Volodia devait perdre, car le monsieur, en regardant ses cartes, fit la remarque que Vladimir Pétrovitch avait une mauvaise chance épouvantable et Doubkof, tirant son portefeuille, y écrivit quelque chose qu’il montra à Volodia en disant :

« C’est bien cela ?

— C’est bien cela, dit Volodia en affectant un air dégagé. Et maintenant, partons. »

Volodia prit Doubkof dans sa voiture, je montai dans le phaéton de Dmitri.

« À quoi est-ce qu’ils jouaient ? demandai-je à Dmitri.

— Au piquet. C’est un sot jeu, comme tous les jeux du reste.

— Est-ce qu’ils jouent fort jeu ?

— Non, mais c’est mal tout de même.

— Vous ne jouez pas ?

— Non ; j’ai donné ma parole de ne pas jouer. Doubkof, lui, ne peut pas se passer de ses gains.

— Ce n’est pas bien, dis-je. Volodia joue sans doute moins bien que lui ?

— Ce n’est certainement pas bien ; mais ce n’est pas non plus très mal. Doubkof aime le jeu et joue bien ; cela ne l’empêche pas d’être un charmant garçon.

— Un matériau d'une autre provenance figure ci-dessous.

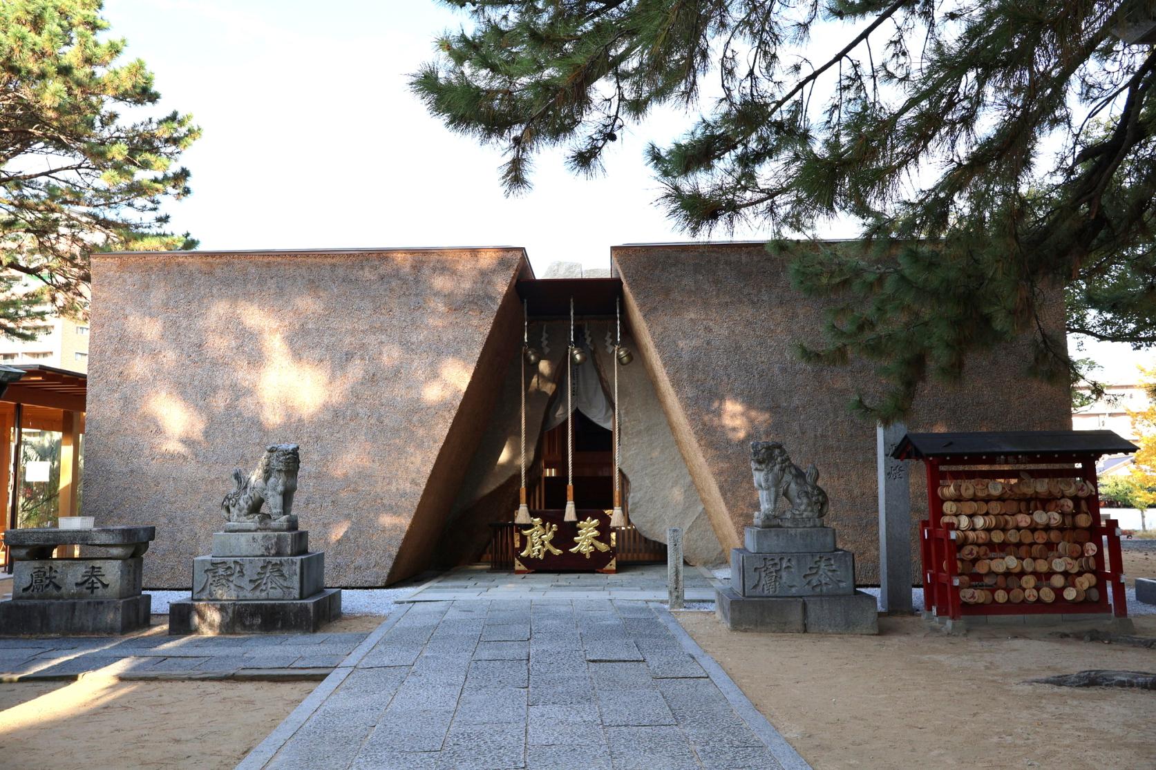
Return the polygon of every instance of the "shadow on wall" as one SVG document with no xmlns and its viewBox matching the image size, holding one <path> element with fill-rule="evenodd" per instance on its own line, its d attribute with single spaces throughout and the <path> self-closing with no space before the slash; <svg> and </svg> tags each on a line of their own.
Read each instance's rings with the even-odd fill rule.
<svg viewBox="0 0 1156 770">
<path fill-rule="evenodd" d="M 329 580 L 383 585 L 520 260 L 98 257 L 89 510 L 158 525 L 146 584 L 184 587 L 232 468 L 296 442 Z"/>
</svg>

— Je ne croyais pas du tout……

— Il est impossible de penser aucun mal de lui, car c’est réellement un charmant garçon. Je l’aime beaucoup, et je l’aimerai toujours, malgré son défaut. »

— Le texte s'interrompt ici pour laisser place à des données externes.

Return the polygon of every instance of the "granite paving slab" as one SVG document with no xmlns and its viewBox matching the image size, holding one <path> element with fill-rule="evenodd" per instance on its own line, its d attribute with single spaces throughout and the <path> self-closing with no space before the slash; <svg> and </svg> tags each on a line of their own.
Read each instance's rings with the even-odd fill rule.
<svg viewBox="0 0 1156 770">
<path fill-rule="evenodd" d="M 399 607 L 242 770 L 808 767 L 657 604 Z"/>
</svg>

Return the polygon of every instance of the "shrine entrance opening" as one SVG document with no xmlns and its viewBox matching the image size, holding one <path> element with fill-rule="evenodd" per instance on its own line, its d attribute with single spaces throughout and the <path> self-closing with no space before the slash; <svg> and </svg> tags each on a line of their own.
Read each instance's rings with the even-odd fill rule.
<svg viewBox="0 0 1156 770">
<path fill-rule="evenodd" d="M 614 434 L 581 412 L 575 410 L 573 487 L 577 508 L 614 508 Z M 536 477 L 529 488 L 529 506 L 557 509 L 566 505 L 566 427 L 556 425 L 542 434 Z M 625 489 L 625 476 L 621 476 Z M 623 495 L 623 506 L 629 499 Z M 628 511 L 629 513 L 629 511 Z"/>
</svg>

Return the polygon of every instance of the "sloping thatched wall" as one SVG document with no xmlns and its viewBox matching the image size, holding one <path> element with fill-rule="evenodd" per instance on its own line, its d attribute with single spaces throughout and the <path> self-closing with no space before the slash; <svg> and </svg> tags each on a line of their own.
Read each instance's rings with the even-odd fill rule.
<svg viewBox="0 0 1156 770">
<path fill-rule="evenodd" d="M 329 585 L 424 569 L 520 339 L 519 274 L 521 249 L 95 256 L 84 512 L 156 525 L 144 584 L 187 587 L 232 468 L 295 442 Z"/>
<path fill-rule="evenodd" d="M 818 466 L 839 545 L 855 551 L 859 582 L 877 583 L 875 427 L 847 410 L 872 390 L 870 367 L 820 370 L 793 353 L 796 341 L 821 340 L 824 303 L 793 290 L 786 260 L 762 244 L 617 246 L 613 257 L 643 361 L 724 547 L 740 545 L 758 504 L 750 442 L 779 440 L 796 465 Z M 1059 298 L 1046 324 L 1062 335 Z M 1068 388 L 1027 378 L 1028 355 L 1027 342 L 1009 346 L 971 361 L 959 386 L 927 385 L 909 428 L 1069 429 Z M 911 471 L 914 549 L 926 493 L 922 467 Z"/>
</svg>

J’eus l’impression que Dmitri défendait Doubkof avec une chaleur exagérée précisément parce qu’il ne l’aimait ni ne l’estimait, mais qu’il ne voulait pas l’avouer, en partie par entêtement, en partie pour qu’on ne pût pas l’accuser d’inconstance. Dmitri était un de ces hommes qui restent fidèles toute la vie à leurs amis, moins parce qu’ils les en trouvent toujours dignes que parce que, lorsqu’une fois ils ont donné leur amitié à un homme, même à tort, ils ne jugent pas loyal de la lui retirer.